Keidel: Giants Will Need A Miracle To Squeak Into The Playoffs
By Jason Keidel
» More Columns
It's all in the archives. Before the season I said the Giants would be better than the Jets. When the Jets were 1-1 and Big Blue was 0-2, I stuck to my metaphorical guns. And thus started my feud with Fan Guy, who has been in full-throated fury since the gun fired on the 2014 season.
Then the Giants reeled off three wins and the Jets were swept into the dustbin of the AFC.
Then the Giants were vaporized by the Eagles, and I told Big Blue devotees to keep it calm; that they were 4-1 in the new, Lone Star enclave and would find their magical mojo just in time to salvage their season. Then, as they say in Chicago, they pitched a steamer in Dallas.
The Giants didn't just lose in Dallas. They came perilously close to closing out the 2014 season. They blew it in Jerry's World. And they're now officially limping, slowly joining the Jets on the road to irrelevance.
Because it doesn't get better. Next up are the Colts, who could very well go to the Super Bowl this year. Then they play the Seahawks, who won the Super Bowl last year. And then they play the 49ers, who have been to three straight NFC title games.

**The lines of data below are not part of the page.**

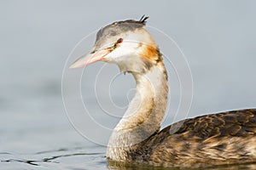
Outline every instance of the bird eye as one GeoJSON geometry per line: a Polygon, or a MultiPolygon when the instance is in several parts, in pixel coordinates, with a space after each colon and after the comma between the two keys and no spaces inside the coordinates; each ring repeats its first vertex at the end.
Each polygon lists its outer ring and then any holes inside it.
{"type": "Polygon", "coordinates": [[[118,41],[116,41],[116,42],[117,42],[117,43],[121,43],[121,42],[123,42],[123,38],[120,37],[119,39],[118,39],[118,41]]]}

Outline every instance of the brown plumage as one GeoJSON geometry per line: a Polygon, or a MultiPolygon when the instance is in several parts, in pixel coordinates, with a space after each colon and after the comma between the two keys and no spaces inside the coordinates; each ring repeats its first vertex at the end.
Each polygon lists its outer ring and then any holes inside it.
{"type": "Polygon", "coordinates": [[[128,155],[131,162],[163,167],[256,162],[256,109],[174,123],[134,146],[128,155]],[[179,123],[182,126],[172,133],[179,123]]]}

Oh, then they play Dallas again, which is playing its best football since the Jimmy Johnson dynasty. The Cowboys are lethal on offense, with a healthy DeMarco Murray -- who just broke Jim Brown's record for the most consecutive 100-yard games to start a season -- and an increasingly robust Tony Romo. And perhaps the best offensive line in football.

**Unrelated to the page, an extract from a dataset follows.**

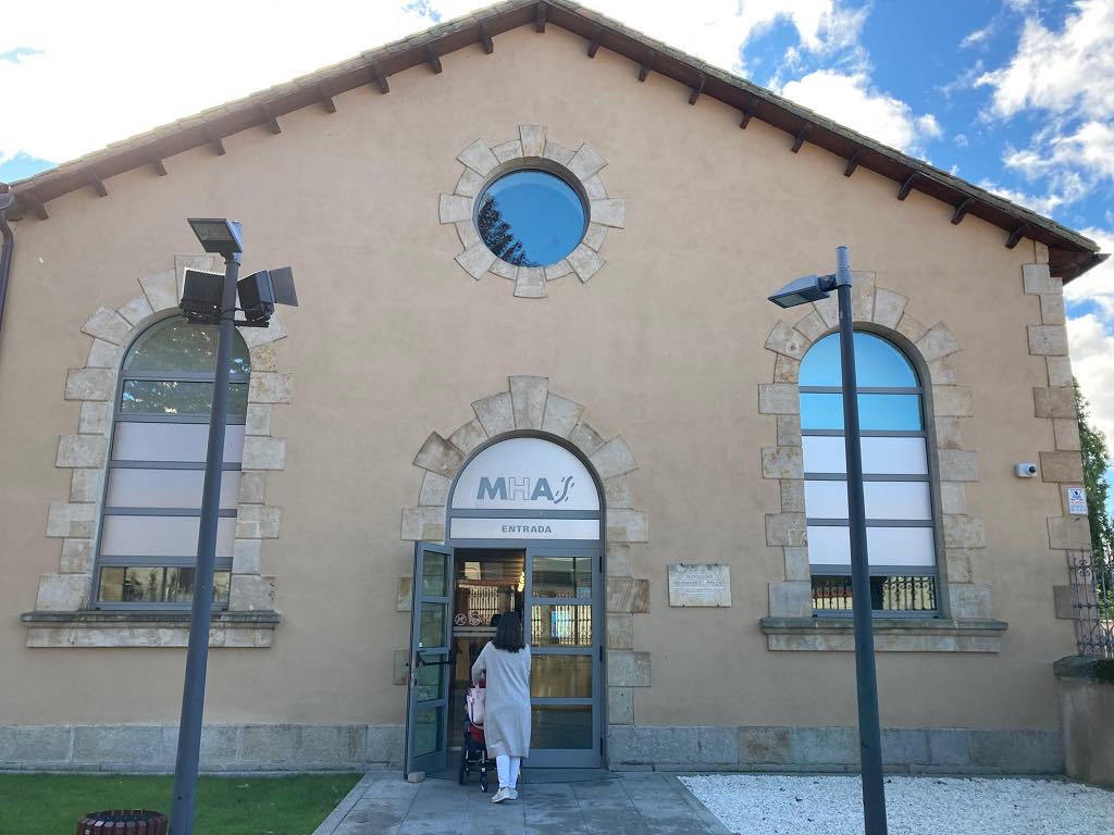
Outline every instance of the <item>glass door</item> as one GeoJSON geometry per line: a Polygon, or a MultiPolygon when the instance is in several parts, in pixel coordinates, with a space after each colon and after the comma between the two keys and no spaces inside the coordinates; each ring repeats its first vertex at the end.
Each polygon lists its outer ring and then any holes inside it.
{"type": "Polygon", "coordinates": [[[530,767],[603,762],[602,593],[598,548],[527,549],[530,767]]]}
{"type": "Polygon", "coordinates": [[[414,543],[403,776],[448,765],[452,549],[414,543]]]}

Even with that in mind, the Giants gave that game to the Cowboys, felled by the twin foes of Tom Coughlin football -- fumbles and penalties. For years we've seen the exasperated coach on the sidelines, hands on his hips, his open-mouthed horror after another flag flies through the air.
Penalties and turnovers can be addressed, especially if your coach is uniquely allergic to them, as Coughlin clearly is. Indeed, we saw him singularly fix Tiki Barber's problem and subsequently save his career. You're allowed to believe in Big Blue's pedigree. The coach and quarterback have earned your love and your loyalty.
In our ADD/MTV/Twitter world, where history was written in 140 characters, we so quickly dismiss recent success as ancient history. If you parachuted onto the five boroughs or beyond, you'd never know the Giants bagged two Lombardi Trophies since 2008.
To hear the overeager fan base, you'd think Coughlin were a fatuous fossil who was dug out of some farm, ready to be ushered to the nearest natural-history museum. And Eli Manning, of course, is always the country boy who never got Gotham, his Southern sensibilities just gulped up by our big-city palate.
If you're a Browns fan, you came by your cynicism honestly. (I will leave the other MetLife tenant alone, lest Fan Guy get on me.) But the Giants have bounced off the canvas enough times to prove they can do it again, even if the NFC is more robust than anticipated.
Assuming the Giants can squeak through those four games at .500 and emerge 5-6, they would then have to win their final four games to finish 10-6. And in the NFC crucible, there's no guarantee that 10-6 will come with a wild-card crown. That record would likely mean third place in their own division, with Dallas sitting at 6-1 and Philadelphia sitting at 5-1.
Then you have the Lions and Packers at 5-2. One of them will need a wild card. And three teams in the NFC West have a better record than the Giants. Assuming that the Cardinals win that division -- which is a big assumption -- the Giants will be battling both behemoths in Seattle and San Francisco for a playoff berth, as well as the Eagles or Cowboys.
Entering autumn of 2014, the Giants' schedule was considered quite easy. Out of 32 teams, the Giants' slate of 16 games was just the 26th-toughest in the NFL, according to ESPN. Doesn't look so easy now, does it?
The Giants need to split their next four games or they will split on the season. That's not up for debate. Not even the Giants can rebound from the depths this year.
The G-Men are always full of tricks and surprises, but they are out of miracles.